Taipei: Taiwan on Thursday issued a forceful rebuke to Beijing’s decision to classify Scarborough Shoal as a national nature reserve, calling the move an unlawful attempt to consolidate control over contested waters of the South China Sea.
The designation, approved earlier this week by China’s State Council, would give the atoll formal protection status under Chinese law. Beijing has framed the decision as an environmental measure to safeguard biodiversity and stabilize the area’s fragile ecosystem.
Taipei dismissed that explanation outright. In a sharply worded statement, Taiwan’s Ministry of Foreign Affairs (MOFA) asserted that “all islands and their surrounding waters in the South China Sea are the sovereign territory of the Republic of China,” adding that its legal claim under international law and the U.N. Convention on the Law of the Sea “remains undeniable.”

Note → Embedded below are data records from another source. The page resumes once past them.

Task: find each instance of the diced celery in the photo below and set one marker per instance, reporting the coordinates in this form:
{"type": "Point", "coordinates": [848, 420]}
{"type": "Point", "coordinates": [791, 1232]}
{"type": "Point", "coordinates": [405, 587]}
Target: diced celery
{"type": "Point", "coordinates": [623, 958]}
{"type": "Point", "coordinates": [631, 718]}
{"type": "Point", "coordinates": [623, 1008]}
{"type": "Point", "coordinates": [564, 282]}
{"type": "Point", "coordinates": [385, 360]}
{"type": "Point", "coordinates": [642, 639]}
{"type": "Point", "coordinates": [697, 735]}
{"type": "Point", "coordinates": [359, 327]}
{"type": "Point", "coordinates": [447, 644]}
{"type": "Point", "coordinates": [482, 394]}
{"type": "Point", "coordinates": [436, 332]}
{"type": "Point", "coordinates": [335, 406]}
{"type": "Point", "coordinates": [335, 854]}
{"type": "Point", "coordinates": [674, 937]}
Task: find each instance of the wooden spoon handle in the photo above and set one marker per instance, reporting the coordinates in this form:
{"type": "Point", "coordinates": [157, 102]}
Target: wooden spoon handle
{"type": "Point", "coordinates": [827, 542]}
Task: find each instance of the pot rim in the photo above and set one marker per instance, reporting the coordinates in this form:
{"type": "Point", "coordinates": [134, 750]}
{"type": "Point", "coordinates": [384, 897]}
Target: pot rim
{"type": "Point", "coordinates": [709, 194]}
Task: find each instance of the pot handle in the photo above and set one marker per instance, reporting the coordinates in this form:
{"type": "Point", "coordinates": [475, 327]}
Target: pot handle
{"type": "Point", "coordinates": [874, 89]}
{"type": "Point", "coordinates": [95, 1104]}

“The Chinese government has no right to unilaterally and illegally claim this area,” MOFA said, characterizing Beijing’s move as a “hegemonic display” that could heighten tensions and imperil peace across the Indo-Pacific.

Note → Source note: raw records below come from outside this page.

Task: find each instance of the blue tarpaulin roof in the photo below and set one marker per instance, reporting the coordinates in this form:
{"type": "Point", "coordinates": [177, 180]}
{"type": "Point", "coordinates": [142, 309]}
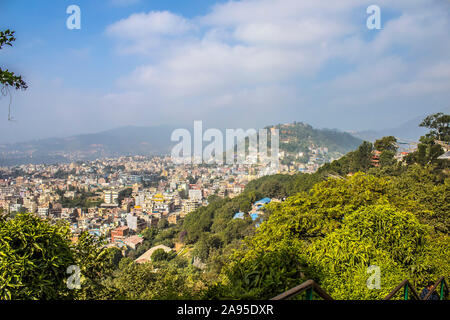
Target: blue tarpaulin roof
{"type": "Point", "coordinates": [239, 215]}
{"type": "Point", "coordinates": [263, 201]}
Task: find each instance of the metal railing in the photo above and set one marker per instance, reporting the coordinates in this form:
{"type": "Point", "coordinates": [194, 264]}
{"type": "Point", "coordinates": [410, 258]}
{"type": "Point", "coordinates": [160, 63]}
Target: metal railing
{"type": "Point", "coordinates": [407, 287]}
{"type": "Point", "coordinates": [409, 291]}
{"type": "Point", "coordinates": [442, 289]}
{"type": "Point", "coordinates": [308, 286]}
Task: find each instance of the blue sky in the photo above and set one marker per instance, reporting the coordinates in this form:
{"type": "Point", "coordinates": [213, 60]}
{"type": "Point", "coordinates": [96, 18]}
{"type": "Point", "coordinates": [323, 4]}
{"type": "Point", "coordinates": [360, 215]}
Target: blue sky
{"type": "Point", "coordinates": [247, 63]}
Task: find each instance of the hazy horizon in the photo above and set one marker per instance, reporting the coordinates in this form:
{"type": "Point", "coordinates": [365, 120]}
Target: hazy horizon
{"type": "Point", "coordinates": [235, 64]}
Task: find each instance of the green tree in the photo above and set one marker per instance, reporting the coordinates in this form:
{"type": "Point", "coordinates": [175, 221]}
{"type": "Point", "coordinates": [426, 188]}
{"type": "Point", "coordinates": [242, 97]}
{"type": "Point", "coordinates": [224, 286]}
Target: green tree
{"type": "Point", "coordinates": [386, 144]}
{"type": "Point", "coordinates": [8, 78]}
{"type": "Point", "coordinates": [439, 123]}
{"type": "Point", "coordinates": [34, 256]}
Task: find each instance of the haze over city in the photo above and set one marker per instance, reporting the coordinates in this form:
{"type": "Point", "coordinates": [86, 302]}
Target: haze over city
{"type": "Point", "coordinates": [228, 63]}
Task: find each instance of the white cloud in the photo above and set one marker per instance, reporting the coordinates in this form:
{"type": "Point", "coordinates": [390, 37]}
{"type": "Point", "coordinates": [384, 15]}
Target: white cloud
{"type": "Point", "coordinates": [124, 3]}
{"type": "Point", "coordinates": [232, 56]}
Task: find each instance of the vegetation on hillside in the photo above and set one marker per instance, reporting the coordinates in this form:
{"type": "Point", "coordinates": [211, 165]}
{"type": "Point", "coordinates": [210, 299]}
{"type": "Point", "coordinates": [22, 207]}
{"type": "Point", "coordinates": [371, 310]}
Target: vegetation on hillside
{"type": "Point", "coordinates": [331, 226]}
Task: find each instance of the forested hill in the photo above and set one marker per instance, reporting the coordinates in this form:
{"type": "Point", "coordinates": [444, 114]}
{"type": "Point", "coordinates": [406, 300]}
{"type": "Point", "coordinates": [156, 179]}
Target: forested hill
{"type": "Point", "coordinates": [301, 137]}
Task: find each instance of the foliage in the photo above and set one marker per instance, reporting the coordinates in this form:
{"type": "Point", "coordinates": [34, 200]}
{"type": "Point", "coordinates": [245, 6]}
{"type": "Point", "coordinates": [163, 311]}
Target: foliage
{"type": "Point", "coordinates": [34, 256]}
{"type": "Point", "coordinates": [8, 78]}
{"type": "Point", "coordinates": [439, 123]}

Scarborough Shoal — located roughly 220 kilometers west of the Philippines’ Luzon island — has long been a flashpoint among China, Taiwan and the Philippines. Known as Democracy Reef in Taiwan, Huangyan Island in China and Panatag Shoal in the Philippines, the atoll sits astride one of the world’s busiest shipping lanes.
The Philippines has also protested Beijing’s action, accusing China of violating its territorial rights. Analysts say the reserve designation, while framed as environmental stewardship, could deepen existing friction in a strategic waterway contested by multiple nations.

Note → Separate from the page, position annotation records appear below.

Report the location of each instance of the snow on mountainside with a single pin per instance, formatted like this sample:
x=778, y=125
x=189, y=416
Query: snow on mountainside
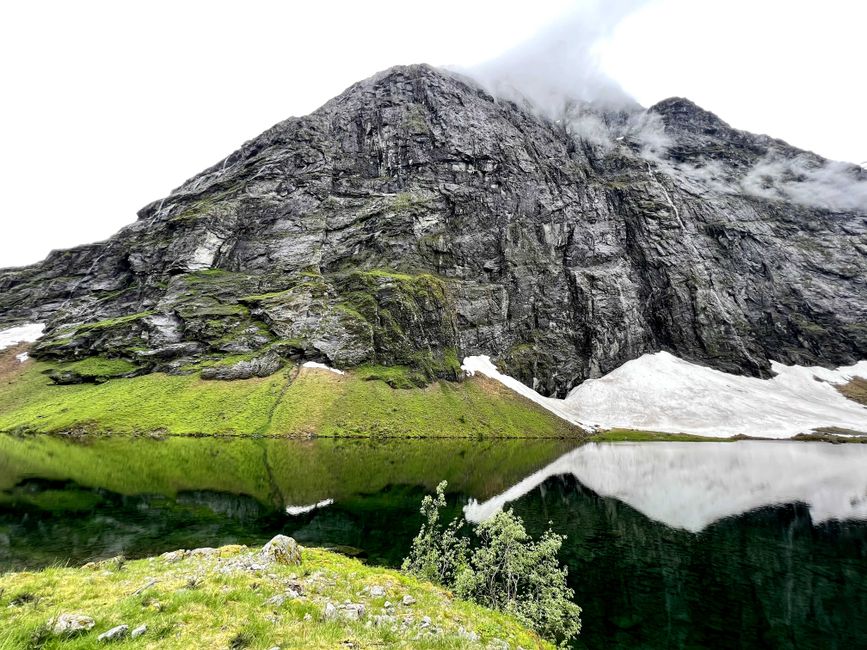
x=659, y=392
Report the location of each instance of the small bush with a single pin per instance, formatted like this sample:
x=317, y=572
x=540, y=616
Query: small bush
x=504, y=570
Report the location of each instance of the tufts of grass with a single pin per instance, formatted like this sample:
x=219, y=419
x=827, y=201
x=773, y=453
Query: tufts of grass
x=229, y=606
x=632, y=435
x=313, y=403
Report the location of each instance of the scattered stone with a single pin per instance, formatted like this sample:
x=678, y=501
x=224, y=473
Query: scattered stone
x=469, y=635
x=174, y=556
x=353, y=611
x=114, y=634
x=71, y=624
x=150, y=583
x=282, y=550
x=205, y=551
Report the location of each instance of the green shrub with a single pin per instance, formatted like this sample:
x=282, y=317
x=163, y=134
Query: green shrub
x=505, y=569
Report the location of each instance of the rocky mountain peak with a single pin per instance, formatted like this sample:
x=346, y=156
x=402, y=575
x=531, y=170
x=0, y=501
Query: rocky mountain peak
x=683, y=114
x=414, y=220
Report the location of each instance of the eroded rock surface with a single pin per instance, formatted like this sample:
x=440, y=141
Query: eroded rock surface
x=415, y=220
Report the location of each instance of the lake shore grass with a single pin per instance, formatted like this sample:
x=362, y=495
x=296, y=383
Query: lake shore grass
x=295, y=402
x=234, y=597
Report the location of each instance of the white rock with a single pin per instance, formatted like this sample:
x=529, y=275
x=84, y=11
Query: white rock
x=69, y=624
x=282, y=550
x=114, y=634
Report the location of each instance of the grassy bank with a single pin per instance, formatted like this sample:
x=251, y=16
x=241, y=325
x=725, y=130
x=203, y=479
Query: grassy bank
x=295, y=402
x=233, y=598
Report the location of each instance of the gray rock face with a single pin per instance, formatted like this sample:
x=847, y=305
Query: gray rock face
x=282, y=550
x=115, y=633
x=414, y=220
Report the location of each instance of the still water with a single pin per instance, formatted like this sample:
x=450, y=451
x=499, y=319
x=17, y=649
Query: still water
x=670, y=545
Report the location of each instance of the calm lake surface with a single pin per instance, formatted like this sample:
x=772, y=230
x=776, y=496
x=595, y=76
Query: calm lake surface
x=670, y=545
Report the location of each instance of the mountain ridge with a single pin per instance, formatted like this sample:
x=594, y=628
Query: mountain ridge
x=415, y=219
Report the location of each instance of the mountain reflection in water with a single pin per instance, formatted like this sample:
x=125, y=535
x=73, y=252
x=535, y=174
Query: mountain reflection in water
x=670, y=545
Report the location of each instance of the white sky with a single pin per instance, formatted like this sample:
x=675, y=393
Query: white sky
x=109, y=105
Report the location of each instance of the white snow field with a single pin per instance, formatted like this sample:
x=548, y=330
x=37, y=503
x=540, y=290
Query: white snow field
x=688, y=485
x=26, y=333
x=321, y=366
x=659, y=392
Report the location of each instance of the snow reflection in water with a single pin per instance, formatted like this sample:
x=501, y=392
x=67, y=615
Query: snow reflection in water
x=691, y=485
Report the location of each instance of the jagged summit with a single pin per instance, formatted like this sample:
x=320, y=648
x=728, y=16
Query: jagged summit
x=414, y=220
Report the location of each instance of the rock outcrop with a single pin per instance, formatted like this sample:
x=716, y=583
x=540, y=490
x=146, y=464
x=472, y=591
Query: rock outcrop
x=415, y=219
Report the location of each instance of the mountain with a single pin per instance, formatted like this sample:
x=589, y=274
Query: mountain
x=415, y=219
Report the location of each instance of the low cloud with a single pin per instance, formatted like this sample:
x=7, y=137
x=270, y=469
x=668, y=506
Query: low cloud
x=809, y=181
x=558, y=68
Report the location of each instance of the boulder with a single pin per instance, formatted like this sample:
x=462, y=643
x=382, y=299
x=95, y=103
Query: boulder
x=71, y=624
x=282, y=550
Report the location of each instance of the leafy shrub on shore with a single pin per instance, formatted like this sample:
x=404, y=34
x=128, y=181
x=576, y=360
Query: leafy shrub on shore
x=505, y=569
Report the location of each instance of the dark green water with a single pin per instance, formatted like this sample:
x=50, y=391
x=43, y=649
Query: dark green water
x=765, y=576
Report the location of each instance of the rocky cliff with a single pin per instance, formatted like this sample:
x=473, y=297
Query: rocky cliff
x=415, y=219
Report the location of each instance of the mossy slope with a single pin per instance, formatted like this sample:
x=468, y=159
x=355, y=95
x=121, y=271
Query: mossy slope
x=215, y=600
x=294, y=402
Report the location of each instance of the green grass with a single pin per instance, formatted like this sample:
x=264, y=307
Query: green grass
x=313, y=403
x=203, y=602
x=632, y=435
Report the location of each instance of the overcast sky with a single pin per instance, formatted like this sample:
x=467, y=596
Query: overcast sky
x=109, y=105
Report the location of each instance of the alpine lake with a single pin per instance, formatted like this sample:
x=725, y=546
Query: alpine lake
x=669, y=545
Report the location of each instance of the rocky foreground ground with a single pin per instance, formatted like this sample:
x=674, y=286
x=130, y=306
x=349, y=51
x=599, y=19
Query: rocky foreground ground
x=281, y=596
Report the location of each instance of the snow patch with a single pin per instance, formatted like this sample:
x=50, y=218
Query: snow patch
x=690, y=486
x=26, y=333
x=300, y=510
x=659, y=392
x=322, y=366
x=482, y=364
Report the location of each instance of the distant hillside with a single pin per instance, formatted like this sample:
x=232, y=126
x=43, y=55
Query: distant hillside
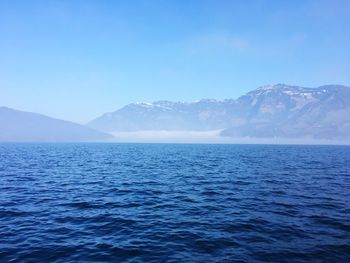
x=270, y=111
x=19, y=126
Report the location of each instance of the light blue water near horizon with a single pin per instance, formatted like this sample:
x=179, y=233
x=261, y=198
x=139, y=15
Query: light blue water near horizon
x=174, y=202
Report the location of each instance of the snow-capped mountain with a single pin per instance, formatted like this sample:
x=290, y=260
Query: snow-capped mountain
x=269, y=111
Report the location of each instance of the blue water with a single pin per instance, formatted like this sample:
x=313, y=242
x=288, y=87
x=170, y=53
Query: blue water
x=174, y=203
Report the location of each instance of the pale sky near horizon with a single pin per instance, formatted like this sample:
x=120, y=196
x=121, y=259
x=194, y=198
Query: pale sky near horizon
x=75, y=60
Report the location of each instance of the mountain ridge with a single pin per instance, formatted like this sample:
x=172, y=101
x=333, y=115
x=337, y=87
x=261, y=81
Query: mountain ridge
x=278, y=110
x=22, y=126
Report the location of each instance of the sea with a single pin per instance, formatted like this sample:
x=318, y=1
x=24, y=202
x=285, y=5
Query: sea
x=109, y=202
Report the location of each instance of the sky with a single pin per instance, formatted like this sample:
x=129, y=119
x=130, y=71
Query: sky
x=76, y=60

Taiwan emphasized that its sovereignty claims “remain unchanged” despite China’s declaration and reiterated its willingness to work with regional neighbors, including Manila, to resolve disputes through dialogue and adherence to international law.
China’s State Council, by contrast, described the new designation as “an important guarantee for maintaining the diversity, stability and sustainability of the atoll’s natural ecosystem.”
With Scarborough Shoal once again at the center of regional tensions, observers warn that Beijing’s latest move risks aggravating an already volatile maritime dispute that pits overlapping claims of sovereignty against the imperatives of ecology and international navigation.